Adolescents and young people

Prevention of mother-to-child transmission

Paediatric care and treatment

Protection and care of children


Prevention of mother-to-child transmission

Mother-to-Child Prevention
© UNICEF Cambodia/Nicolas Axelrod

Cambodian women are especially vulnerable to HIV, in part due to cultural norms that tolerate men who seek sex outside of marriage and return home to have unprotected sex with their wives. Although the country’s epidemic remains largely male-driven, it is increasingly infecting more women and children, sparking new urgency in the need to reshape Cambodia’s national response to the virus.

Although HIV prevalence among adults is relatively low in Cambodia (estimated at 0.8 per cent in 2010), it is higher among pregnant women, at 1.1 per cent in 2006. Only 56 percent of women and 34 per cent of men have comprehensive knowledge of mother-to-child transmission, according to the Cambodia Demographic and Health Survey 2010, revealing a critical gap in access to life-saving information.

That lack of information increases the odds for mothers to inadvertently pass the HIV virus onto their babies. Limited access to and low quality of health services mean that many expecting mothers do not receive the support they need to break the chain of HIV transfer within families. By the end of 2010, only 49 per cent of the estimated number of HIV-infected pregnant women received antiretroviral prophylaxis/treatment to protect their babies from the virus.
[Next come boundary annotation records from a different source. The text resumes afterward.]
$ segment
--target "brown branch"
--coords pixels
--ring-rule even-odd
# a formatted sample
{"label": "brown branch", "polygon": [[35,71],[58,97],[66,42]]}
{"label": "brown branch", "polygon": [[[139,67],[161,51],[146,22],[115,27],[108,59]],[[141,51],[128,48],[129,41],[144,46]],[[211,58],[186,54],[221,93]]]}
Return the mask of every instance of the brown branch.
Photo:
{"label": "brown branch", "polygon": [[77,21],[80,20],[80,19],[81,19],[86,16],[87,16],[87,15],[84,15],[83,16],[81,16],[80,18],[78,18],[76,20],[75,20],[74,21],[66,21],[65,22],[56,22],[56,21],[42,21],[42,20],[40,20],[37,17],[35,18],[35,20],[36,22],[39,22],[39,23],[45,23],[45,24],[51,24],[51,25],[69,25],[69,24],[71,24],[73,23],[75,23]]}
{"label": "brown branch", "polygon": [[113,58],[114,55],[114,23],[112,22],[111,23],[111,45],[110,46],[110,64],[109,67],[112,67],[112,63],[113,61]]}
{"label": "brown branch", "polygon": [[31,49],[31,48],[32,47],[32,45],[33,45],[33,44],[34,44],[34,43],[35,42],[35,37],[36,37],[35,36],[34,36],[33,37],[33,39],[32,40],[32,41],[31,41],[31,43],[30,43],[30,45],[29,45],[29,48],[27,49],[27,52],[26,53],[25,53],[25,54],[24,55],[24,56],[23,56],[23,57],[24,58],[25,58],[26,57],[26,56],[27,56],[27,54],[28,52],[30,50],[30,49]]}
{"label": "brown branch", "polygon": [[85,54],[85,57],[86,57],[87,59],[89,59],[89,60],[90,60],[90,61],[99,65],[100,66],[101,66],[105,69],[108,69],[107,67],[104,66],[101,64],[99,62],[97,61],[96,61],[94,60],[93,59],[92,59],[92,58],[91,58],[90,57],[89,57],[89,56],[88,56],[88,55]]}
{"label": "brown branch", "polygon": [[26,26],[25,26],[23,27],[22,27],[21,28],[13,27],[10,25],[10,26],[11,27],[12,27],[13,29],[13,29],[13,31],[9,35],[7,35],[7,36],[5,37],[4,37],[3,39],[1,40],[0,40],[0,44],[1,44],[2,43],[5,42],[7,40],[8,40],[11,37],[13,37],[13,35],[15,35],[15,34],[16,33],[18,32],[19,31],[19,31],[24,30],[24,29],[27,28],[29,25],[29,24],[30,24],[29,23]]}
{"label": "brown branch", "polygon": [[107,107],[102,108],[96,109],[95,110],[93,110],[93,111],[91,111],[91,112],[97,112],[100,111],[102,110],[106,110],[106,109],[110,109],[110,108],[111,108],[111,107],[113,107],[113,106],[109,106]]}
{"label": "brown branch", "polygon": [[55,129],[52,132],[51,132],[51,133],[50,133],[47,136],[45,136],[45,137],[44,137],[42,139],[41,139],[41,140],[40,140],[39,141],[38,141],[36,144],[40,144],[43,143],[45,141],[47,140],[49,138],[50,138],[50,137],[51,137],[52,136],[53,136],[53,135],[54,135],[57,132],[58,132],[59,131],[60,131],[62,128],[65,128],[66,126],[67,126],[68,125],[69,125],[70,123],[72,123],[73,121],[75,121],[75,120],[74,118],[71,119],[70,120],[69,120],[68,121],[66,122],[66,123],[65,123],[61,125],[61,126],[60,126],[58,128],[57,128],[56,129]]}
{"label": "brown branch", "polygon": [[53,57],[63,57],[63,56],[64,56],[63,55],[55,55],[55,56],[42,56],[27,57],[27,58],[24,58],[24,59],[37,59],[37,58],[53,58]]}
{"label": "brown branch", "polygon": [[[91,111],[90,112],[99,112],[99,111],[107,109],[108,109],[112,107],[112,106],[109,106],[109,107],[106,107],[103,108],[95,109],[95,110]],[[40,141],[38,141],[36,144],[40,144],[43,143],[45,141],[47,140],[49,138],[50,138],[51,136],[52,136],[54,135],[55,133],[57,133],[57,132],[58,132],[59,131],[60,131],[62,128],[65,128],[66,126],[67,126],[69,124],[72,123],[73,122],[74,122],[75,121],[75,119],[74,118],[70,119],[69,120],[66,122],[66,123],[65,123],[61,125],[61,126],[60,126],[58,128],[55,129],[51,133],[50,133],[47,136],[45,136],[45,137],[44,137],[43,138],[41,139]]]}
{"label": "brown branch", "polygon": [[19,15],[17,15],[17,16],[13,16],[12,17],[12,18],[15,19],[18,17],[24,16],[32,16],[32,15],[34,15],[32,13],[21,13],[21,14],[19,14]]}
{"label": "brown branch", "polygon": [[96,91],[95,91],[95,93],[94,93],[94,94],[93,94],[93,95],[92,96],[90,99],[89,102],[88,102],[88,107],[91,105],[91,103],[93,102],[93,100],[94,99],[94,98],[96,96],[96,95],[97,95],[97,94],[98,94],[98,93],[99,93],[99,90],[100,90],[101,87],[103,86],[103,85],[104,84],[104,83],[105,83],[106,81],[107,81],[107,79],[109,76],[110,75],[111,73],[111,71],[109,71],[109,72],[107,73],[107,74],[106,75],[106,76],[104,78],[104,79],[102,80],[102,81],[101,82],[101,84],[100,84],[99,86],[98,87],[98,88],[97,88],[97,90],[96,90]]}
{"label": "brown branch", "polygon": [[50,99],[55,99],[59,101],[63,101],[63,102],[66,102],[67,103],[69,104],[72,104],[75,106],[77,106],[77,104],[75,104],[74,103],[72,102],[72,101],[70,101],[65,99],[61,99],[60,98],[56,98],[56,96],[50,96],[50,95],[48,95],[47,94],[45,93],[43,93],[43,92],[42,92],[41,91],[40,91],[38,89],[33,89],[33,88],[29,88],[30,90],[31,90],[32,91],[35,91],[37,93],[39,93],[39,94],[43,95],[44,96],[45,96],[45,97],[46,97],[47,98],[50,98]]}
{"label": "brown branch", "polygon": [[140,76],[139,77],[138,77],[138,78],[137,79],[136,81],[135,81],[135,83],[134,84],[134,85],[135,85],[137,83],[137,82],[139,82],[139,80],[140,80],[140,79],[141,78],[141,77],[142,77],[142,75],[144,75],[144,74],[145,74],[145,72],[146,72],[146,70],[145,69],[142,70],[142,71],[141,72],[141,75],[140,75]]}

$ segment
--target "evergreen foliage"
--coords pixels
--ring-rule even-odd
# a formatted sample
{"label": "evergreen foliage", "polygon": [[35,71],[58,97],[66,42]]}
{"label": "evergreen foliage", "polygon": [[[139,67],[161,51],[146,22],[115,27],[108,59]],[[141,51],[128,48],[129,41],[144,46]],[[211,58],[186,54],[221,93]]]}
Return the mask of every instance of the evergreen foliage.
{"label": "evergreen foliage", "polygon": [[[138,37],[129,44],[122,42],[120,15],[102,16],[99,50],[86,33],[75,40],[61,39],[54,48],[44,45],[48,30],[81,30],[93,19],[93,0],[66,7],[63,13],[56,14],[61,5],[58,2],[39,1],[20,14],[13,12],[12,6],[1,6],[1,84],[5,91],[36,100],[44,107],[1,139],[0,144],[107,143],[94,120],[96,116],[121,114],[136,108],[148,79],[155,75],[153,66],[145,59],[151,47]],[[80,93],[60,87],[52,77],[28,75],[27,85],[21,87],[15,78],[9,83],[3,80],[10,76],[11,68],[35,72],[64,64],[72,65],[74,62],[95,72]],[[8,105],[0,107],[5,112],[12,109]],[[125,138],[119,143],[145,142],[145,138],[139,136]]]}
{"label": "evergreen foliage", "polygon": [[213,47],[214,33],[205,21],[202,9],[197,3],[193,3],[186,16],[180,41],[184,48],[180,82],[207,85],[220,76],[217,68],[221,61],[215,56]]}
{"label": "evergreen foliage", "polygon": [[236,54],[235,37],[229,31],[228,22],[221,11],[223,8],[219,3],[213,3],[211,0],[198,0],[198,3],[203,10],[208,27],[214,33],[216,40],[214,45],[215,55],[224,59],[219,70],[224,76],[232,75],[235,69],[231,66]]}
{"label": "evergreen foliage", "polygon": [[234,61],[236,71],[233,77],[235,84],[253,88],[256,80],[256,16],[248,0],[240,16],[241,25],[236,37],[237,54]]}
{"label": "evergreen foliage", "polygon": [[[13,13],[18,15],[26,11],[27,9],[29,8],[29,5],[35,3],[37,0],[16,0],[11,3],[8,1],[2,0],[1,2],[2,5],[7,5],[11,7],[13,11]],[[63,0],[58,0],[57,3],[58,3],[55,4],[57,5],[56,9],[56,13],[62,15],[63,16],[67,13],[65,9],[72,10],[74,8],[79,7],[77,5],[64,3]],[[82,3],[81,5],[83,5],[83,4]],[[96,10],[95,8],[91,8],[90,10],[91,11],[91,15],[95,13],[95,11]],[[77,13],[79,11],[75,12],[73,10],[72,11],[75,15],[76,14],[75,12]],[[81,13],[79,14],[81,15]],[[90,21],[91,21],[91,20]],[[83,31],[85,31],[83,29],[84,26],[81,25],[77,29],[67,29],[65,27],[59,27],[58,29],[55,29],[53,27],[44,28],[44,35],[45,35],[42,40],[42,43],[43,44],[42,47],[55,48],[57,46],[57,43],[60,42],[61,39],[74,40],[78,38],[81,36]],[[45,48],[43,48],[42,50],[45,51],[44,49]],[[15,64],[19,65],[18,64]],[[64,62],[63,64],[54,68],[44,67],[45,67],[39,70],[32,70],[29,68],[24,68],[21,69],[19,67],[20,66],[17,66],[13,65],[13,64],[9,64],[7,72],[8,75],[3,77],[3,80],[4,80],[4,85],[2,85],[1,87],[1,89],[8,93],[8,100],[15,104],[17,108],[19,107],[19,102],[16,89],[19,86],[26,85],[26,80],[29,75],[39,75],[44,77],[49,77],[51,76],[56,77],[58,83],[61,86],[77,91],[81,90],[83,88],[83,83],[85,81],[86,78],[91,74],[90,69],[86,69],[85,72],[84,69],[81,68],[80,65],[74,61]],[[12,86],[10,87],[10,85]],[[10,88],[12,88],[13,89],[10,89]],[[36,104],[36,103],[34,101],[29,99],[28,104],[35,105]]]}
Prevention of mother-to-child transmission (PMTCT) initiatives combine HIV counselling and testing with antenatal care and education for pregnant women and their families, in addition to counselling on safe infant feeding practices and family planning. Timely referral for antiretroviral therapy also helps HIV-infected mothers cope with their illness and thrive, which in turn translates into better care for their babies. Without these interventions, 35 per cent of infants born to HIV-positive women will become infected with HIV each year, further impacting families. However, with appropriate services and care, this rate can fall to less than 5 per cent.

Thus, in 2010, with support from UNICEF, the national PMTCT guidelines were updated to include the newly revised World Health Organization recommendations on Antiretroviral Therapy for HIV Infection in Infants and Children. As a result, highly effective interventions are being rolled out nationally to improve the health of mothers, substantially decrease mother-to-child transmission and improve HIV-free child survival. This represents a significant shift towards achieving the virtual elimination of HIV in children in Cambodia.

Supporting the government and community based organizations to collaboratively provide parents with relevant knowledge, including knowledge of their HIV status, along with increasing their access to these highly effective interventions within the context of quality health and treatment services and psychosocial support, are central features of UNICEF’s work in HIV and AIDS.

Mother-to-Child Prevention
© UNICEF Cambodia/Nicolas Axelrod

What we do

  • With the National Centre for HIV/AIDS, Dermatology and Sexually Transmitted Diseases and the National Maternal and Child Health Centre, scale up the provision of quality, comprehensive PMTCT services to reach pregnant women, their partners and infants, particularly among high risk groups.
  • Support the government to expand provider-initiated testing and counselling for pregnant women and their male partners and strengthen linkages from prevention to care and treatment.
  • Promote routine family-centred testing once a family member is identified as HIV-positive in an effort to promote early diagnosis and timely access to care.
  • Support the government to expand labour ward testing to other Phnom Penh (higher prevalence) areas where large numbers of pregnant women with unknown HIV status exist.
  • Provide ongoing technical support through site assessment and monitoring visits to ensure that quality PMTCT services are effectively integrated in maternal and child health services.
  • Strengthen community awareness and understanding of PMTCT to increase demand for PMTCT services through targeted social mobilization and communication interventions with a focus on high risk groups.
  • Work with the government to ensure all (known) HIV-infected pregnant women and their HIV-exposed infants receive antiretroviral treatment/prophylaxis, treatment for opportunistic infections, breastfeeding education, and follow up to reduce mother-to-child transmission of HIV. Test and scale up cost effective measures that help to reduce loss to follow-up and improve treatment adherence for both mothers and infants.
  • Assist with the widespread application of the newly revised national PMTCT Guidelines through training, supervision and onthe-job support, and strengthening of data monitoring systems.
  • Strengthen PMTCT programme planning, management, coordination, implementation and supervision at all levels in order to reach PMTCT targets by 2015.


Fewer babies are being infected with HIV through their mothers as a result of more pregnant women accessing PMTCT services before giving birth and more health facilities offering HIV testing and counselling. Across the country, 921 health facilities (92 per cent) offered HIV counselling and testing to pregnant women attending antenatal care in 2010 in comparison to only 30 in 2005. As a result 230,725 expecting mothers were tested for HIV in 2010 – three times the number tested in 2008.





National targets by 2015

• At least 75 per cent of HIV-infected pregnant women receive antiretroviral prophylaxis/ treatment to reduce the risk of mother-to-child transmission.
• The mother-to-child transmission rate is less than 5 per cent.